Tancrède vacilla et se rattrapa à une tenture. La salle bougeait presque autant que le pont de l’esnèque en pleine tempête. La fille était retournée près de ses camarades. Des râles de jouissance et des gémissements retentissaient derrière le tissu. Le jeune homme se redressa, non sans mal.

— Voilà ma promise ! s’exclama le marchand. N’est-ce pas qu’elle est belle ?

Tancrède cligna des yeux, se demandant si son compagnon n’était pas plus ivre que lui. La femme qui descendait l’escalier était si âgée qu’elle aurait pu être leur grand-mère à tous deux.

Son visage ridé était couvert de fards, ses seins lourds débordaient de son corsage lacé et ses fesses énormes tremblaient sous ses jupes. La vision du jeune homme se troublait de plus en plus. La puterelle s’était précipitée vers Giovanni qu’elle embrassa bruyamment sur la bouche avant de se tourner vers lui.

— Un nouveau ! Qu’il est joli ! fit-elle en écrasant si fort Tancrède sur sa vaste poitrine qu’il chercha son souffle.

— Mon frère, je te présente dame Guenièvre, la maîtresse de céans. Une femme grasse, moelleuse, donnante comme je les aime ! Elle te tirerait de l’amour d’une bûche !

— Ma dame, mes hommages, fit le jeune homme en se dégageant avec difficulté de l’étreinte de la tenancière.

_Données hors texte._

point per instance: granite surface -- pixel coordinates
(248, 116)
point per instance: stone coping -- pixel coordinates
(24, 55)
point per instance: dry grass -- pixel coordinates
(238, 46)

Une vague nausée lui venait, et il ajouta d’une voix pâteuse :

— Si ça ne vous dérange pas, je voudrais prendre un bain.

— Quand y veut quelque chose... Faut pas le contrarier, Guenièvre. Fais tout ce qu’il demande, c’est moi qui régale.

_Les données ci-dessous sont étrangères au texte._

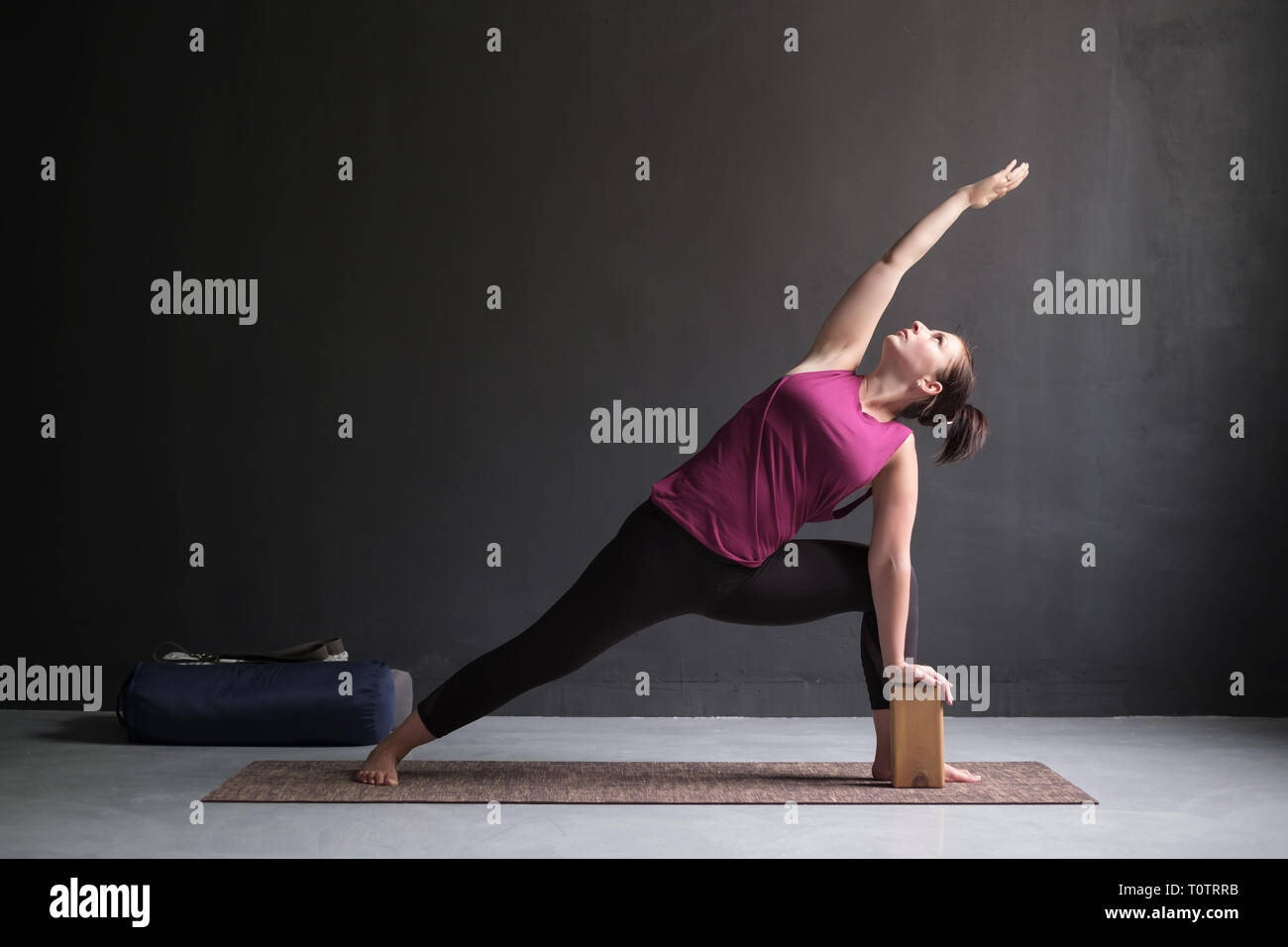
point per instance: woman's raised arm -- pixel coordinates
(849, 328)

— Allez m’attendre dans ma chambre, mon doux maître. Votre ami est en de bonnes mains.

Elle claqua des mains et un robuste serviteur jaillit de derrière une tenture. Sur un geste de sa patronne, il saisit Tancrède sous les aisselles et le porta à moitié vers une autre salle où s’alignaient des cuves de bois.

De la vapeur montait des cuveaux garnis de molletons. Deux bourgeois, de l’eau jusqu’au col, mangeaient des merveilles arrosées de miel blond et parlaient affaires tandis que des servantes, plus dénudées encore que celle de l’entrée, leur frottaient le dos.

— Elles vont bientôt s’occuper de vous, messire, déclara le serviteur en l’aidant à s’asseoir sur l’un des bancs de bois alignés le long du mur.

Tancrède ne s’aperçut même pas de son départ.

— J’ai trop bu, je crois, marmonna-t-il pour lui-même. Je ne devrais jamais mélanger le vin et la bière. Hugues me l’a déjà dit. Je vais me reposer un peu.

Il faillit basculer, se rattrapa au banc, allongea précautionneusement les jambes, puis posa la tête sur le bois et ferma les yeux.